May 1st、I saw a national exhibition at the National Art Museum。The National Exhibition is an art exhibition sponsored by a large organization called the Kokugakai.。I have a lot of acquaintances too、Unusually, I only met two people。Even members、I thought I wouldn't feel like going out much。The contents are、I think this is the best in a number of group exhibitions.。A sense of expression too、I think the technical level, breadth and depth are at the top of Japan today.。
If you look at their pictures、I forgot what I hate。Even if you feel sunk, you can light a fire。It's not that I can't lose、To be friends with people who are working hard like this、I have to try harder myself too、And I feel like they are asking you to try hard again。It's the power of their paintings。

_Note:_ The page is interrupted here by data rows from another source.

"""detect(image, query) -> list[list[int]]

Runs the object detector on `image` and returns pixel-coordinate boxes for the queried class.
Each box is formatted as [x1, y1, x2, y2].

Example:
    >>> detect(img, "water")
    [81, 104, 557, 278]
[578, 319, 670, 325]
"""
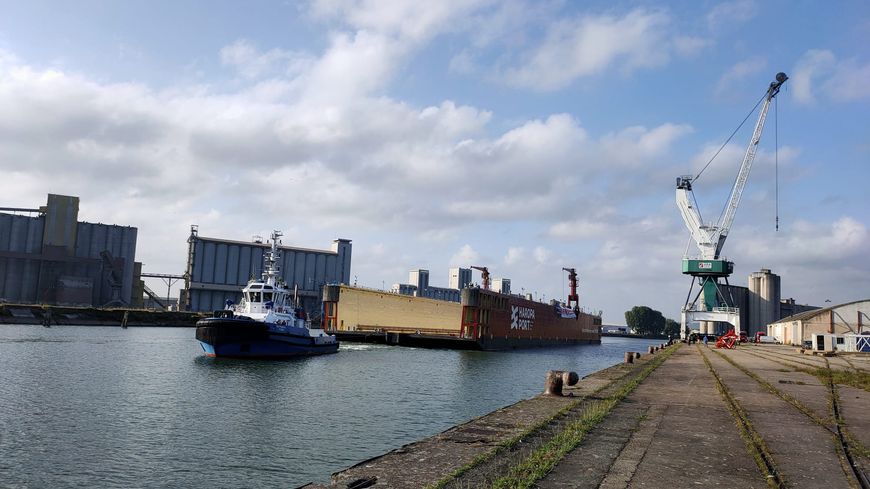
[0, 325, 658, 488]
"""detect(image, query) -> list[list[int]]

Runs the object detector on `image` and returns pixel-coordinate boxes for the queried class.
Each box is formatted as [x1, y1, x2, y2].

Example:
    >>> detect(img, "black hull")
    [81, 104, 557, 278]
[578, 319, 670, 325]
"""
[196, 318, 339, 359]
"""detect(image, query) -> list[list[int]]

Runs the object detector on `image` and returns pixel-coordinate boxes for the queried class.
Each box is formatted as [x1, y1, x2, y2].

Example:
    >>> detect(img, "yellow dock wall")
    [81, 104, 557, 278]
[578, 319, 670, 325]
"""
[337, 285, 462, 335]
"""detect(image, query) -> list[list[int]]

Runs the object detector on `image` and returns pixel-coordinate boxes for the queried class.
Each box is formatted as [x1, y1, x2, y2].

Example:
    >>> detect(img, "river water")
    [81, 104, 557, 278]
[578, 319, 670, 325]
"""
[0, 325, 658, 488]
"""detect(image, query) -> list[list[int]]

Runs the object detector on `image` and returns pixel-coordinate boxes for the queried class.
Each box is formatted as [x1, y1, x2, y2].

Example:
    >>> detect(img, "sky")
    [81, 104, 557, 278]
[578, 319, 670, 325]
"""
[0, 0, 870, 324]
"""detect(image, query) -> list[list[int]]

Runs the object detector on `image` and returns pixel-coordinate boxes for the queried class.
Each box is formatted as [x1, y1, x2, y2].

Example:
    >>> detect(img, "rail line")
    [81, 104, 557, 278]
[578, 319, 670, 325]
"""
[697, 345, 788, 488]
[716, 350, 870, 489]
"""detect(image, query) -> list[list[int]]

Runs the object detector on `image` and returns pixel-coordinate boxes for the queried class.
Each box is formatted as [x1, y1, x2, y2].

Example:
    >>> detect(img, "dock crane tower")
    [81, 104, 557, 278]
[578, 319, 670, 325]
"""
[677, 73, 788, 335]
[562, 267, 580, 318]
[471, 265, 489, 290]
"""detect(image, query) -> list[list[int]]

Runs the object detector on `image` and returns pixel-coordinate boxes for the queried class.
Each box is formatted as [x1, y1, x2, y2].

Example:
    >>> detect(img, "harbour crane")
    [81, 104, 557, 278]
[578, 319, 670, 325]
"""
[562, 267, 580, 318]
[677, 73, 788, 334]
[471, 265, 489, 290]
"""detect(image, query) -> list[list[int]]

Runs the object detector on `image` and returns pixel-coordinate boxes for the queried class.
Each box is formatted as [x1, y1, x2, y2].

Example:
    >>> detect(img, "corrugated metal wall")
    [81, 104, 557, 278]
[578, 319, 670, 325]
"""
[71, 222, 138, 305]
[0, 214, 44, 302]
[189, 236, 351, 312]
[0, 209, 138, 306]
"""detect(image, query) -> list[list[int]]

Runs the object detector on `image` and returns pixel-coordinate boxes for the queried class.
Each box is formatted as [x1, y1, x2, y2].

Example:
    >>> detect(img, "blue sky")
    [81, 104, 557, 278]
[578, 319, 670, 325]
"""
[0, 0, 870, 323]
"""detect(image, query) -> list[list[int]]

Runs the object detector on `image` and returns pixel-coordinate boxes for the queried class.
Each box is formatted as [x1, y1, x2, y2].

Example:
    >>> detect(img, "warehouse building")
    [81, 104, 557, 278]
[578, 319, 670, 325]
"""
[179, 226, 351, 316]
[767, 299, 870, 346]
[699, 268, 819, 337]
[0, 194, 141, 306]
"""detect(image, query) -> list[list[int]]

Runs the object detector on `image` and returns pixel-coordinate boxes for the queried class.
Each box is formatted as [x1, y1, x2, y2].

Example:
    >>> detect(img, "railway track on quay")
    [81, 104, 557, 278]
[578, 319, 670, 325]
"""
[697, 345, 870, 489]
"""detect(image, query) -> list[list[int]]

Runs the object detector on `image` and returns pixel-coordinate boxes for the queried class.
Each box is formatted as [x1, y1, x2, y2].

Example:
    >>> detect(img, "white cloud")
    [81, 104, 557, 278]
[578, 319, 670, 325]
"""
[707, 0, 758, 30]
[740, 216, 870, 268]
[532, 246, 553, 265]
[450, 244, 480, 267]
[504, 9, 670, 90]
[789, 49, 870, 105]
[504, 246, 526, 266]
[220, 39, 313, 79]
[713, 56, 773, 97]
[789, 49, 836, 104]
[673, 36, 713, 56]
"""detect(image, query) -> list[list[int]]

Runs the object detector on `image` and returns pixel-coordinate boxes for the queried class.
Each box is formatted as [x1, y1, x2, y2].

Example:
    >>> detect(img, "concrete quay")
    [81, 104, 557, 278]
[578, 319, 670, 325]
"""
[305, 344, 870, 489]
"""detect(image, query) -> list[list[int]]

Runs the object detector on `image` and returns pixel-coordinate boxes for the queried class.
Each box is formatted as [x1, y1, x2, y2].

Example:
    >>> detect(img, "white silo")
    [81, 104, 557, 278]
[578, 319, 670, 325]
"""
[746, 268, 781, 335]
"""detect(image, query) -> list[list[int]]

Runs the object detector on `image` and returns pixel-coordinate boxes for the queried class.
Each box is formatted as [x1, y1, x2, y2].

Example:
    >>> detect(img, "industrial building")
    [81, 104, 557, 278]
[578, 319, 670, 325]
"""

Even though the holidays are far away、I don't want to go out to play nearby。I don't like traffic jams either、I don't want to find a parking lot either。When the kids are small、I try to make some fun memories and go out even if I try to force myself.、Well, he was a banal father、Recently my children have grown up、Ordinaryness adds to lethargy、I no longer want to go out at all。
Since the earthquake、My inside too、The outside has also changed。Even if it's a bit of a dislike, I keep on feeling、Still, it's not good to be lethargic、Even if you try hard, if you come out, something interesting will always be noticed.。I think that's important but、I can't keep up with my feelings。Don't resist、I spend my time secretly drawing alone。The artwork is still at a level that is conscious of others' eyes。This is no good。I decided to take my time to enjoy the boringness of making my own homemade products.。